This UFR was designed based on the SSG/LRR- $\omega$ model results, hence, at a pre-defined check-point at $x_{ref}=-3.5H$ boundary-layer quantities were extracted to be matched by the DNS.

k- $\omega$ model

The RANS k- $\omega$ computations have been performed by the University of Bergamo using the CFD code MIGALE. The solver uses the Discontinuous Galerkin (DG) method for the spatial discretization of the governing equations, here the compressible Reynolds-averaged Navier-Stokes equations coupled with the k- $\omega$ closure model of Wilcox [‌32][‌28]. The DG method implemented in code MIGALE is able to guarantee high-accuracy (here up to sixth-order) on meshes made of elements of arbitrary shape [‌29][‌30]. The steady-state numerical solutions are sought by means of a Newton’s globalization strategy named pseudo-transient continuation, e.g, [‌31]. Simulations have been performed on a 2D grid made of $19,796$ quadrilateral elements with quadratic edges (see Fig. 4 and Fig. 5) with a DG polynomial degree equal to $5$ (sixth order). Wall resolution in streamwise ( ${\Delta x^{+}}$ ) and wall-normal ( ${\Delta y^{+}}$ ) directions at different streamwise locations is reported in the following table

${x/H}$	${\Delta x^{+}}$	${\Delta y_{1}^{+}}$
${-3.5}$	${258.35}$	${0.91}$
${3}$	${15.19}$	${0.31}$
${4}$	${12.10}$	${0.28}$
${5}$	${41.83}$	${0.50}$
${6}$	${61.62}$	${0.67}$

Table 3: Wall resolution

The wall resolution takes into account of the degree of the DG polynomial approximation. In particular, it is defined as

$\Delta x^{+}={\dfrac {\Delta x}{{\sqrt[{3}]{N_{DoF}}}\delta _{\nu }}}$ ,

 $\delta _{\nu }$   being the viscous length scale and  $N_{DoF}$  the number of Degrees of Freedom per equation within the mesh element, here  $N_{DoF}=56$ .

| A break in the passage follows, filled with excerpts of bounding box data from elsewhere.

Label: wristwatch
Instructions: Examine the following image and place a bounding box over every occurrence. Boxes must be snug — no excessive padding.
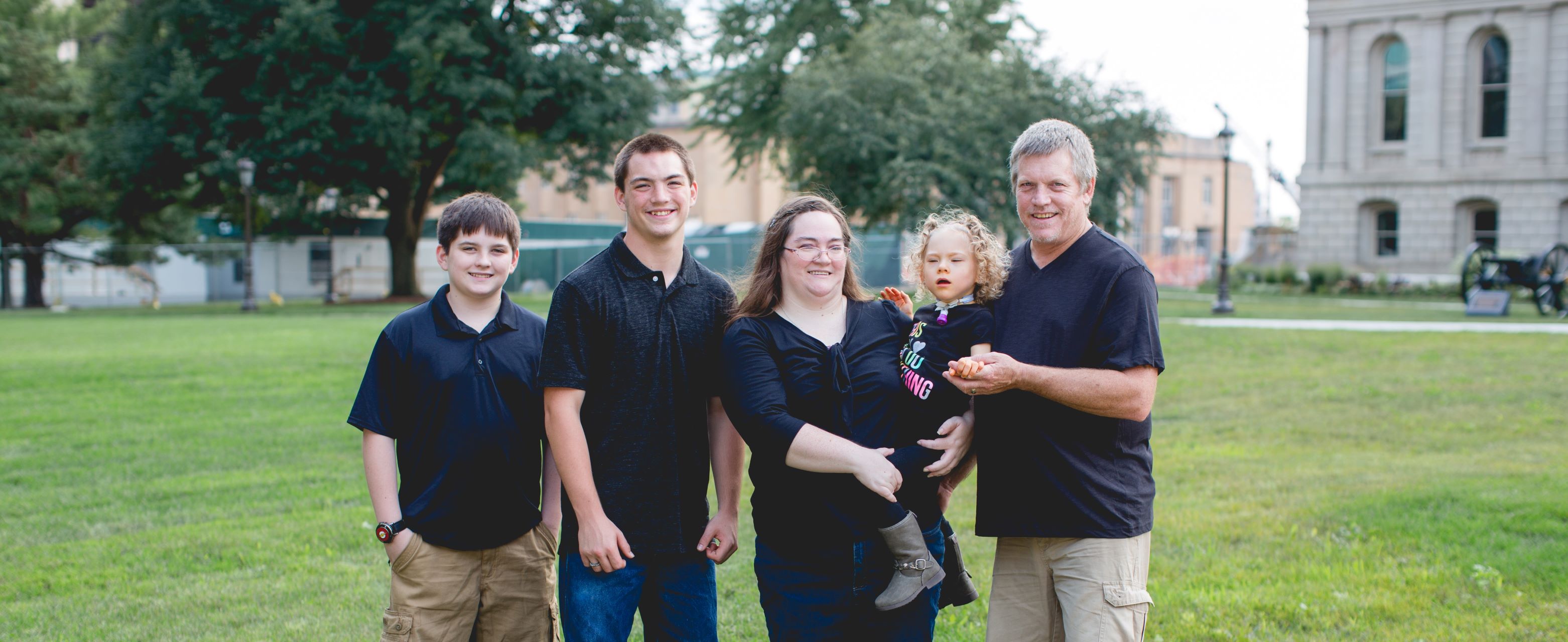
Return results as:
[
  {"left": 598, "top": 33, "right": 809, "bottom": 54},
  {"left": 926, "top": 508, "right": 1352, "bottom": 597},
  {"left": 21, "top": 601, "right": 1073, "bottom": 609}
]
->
[{"left": 376, "top": 520, "right": 408, "bottom": 543}]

The flow problem is statistically two-dimensional since the turbulent flow is homogeneous in the span direction. As the k- $\omega$ computations were perfomed with a 3D solver, a symmetry boundary condition is used on the side planes of the two-dimensional domain and only one cell in the spanwise direction is considered.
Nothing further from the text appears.